Cellular mAb:TCR competition for BTN2A1 binding assay
Full-length BTN2A1 was cloned into the pAcGP67a Vector containing a C-terminal human rhinovirus 3C protease cleavage site and hexa-histidine tag. BTN2A1 was expressed in High-Five insect cells with the baculovirus expression system as previously described. BTN2A1-expressing Insect cells were seeded at 1.5E5 cells/well in 96-well round-bottom plates with edge-wells containing 200 μL PBS and incubated with 150 nM ɑ-BTN2A1 mAb for 30’. Insect cells were washed with 200 μL PBS and centrifuged at 300 × g for 5’. Insect cells were then sequentially stained with DAPI followed by additional washes and stained with 120 nM G115 tetramer labeled with the PE-fluorophore. MAb:tetramer competition was assessed via flow-cytometry.
Flow cytometry
For Jurkat T cell activation assays, target and T cells from each condition were resuspended in PBS + 2% FBS. Cells were stained with Live-Dead fluorescent dye, ɑ-CD19 to gate target-cells, ɑ-Vγ9 to gate T cells and ɑ-CD69 fluorophore-conjugated mAbs as a marker for T cell activation. For Primary T cell activation assays, target and T cells from each condition were stained with 1:1500 dilution Live/dead Fixable Near-IR Dead Cell Stain, 1:50 dilution of ɑ-Vγ9, ɑ-Vδ2 to gate T cells, and 1:50 dilution of ɑ-CD25, ɑ-CD107a and ɑ-CD69 fluorophore-conjugated mAbs as markers for activation.

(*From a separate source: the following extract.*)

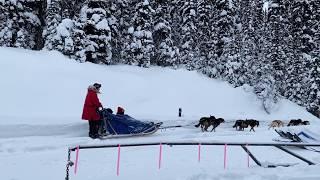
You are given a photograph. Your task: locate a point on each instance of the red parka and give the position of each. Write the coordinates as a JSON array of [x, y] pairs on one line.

For mAb and TCR-tetramer competition, cells were resuspended in PBS + 2% FBS and stained with DAPI and fluorescently-labeled G115 TCR tetramers. Data were collected on either the Aurora (Cytek) or AttuneNxt (ThermoFisher Scientific).
X-ray crystallography
Sample preparation
De-glycosylated and purified BTN2A1 ectodomain C219S was mixed with purified Fab at a 1:1 ratio. Complexes were concentrated and purified over SEC using the S200 column in HBS. Complexes were then concentrated to 6.9 mg/mL and tested for crystallization using the Morpheus I protein crystallization screen (Molecular Dimensions) in 3-well sitting drop plates. Crystallization conditions from well G9 were optimized to 0.1 M Buffer System 3, pH 8.3 with 0.1 M Carboxylic Acids and 20% Precipitant mix 1. Optimized crystals were cryoprotected with 20% Ethylene Glycol in 0.1 M Buffer System 3, pH 8.3 with 0.1 M Carboxylic Acids and 25% Precipitant mix 1 and flash-frozen in Liquid Nitrogen.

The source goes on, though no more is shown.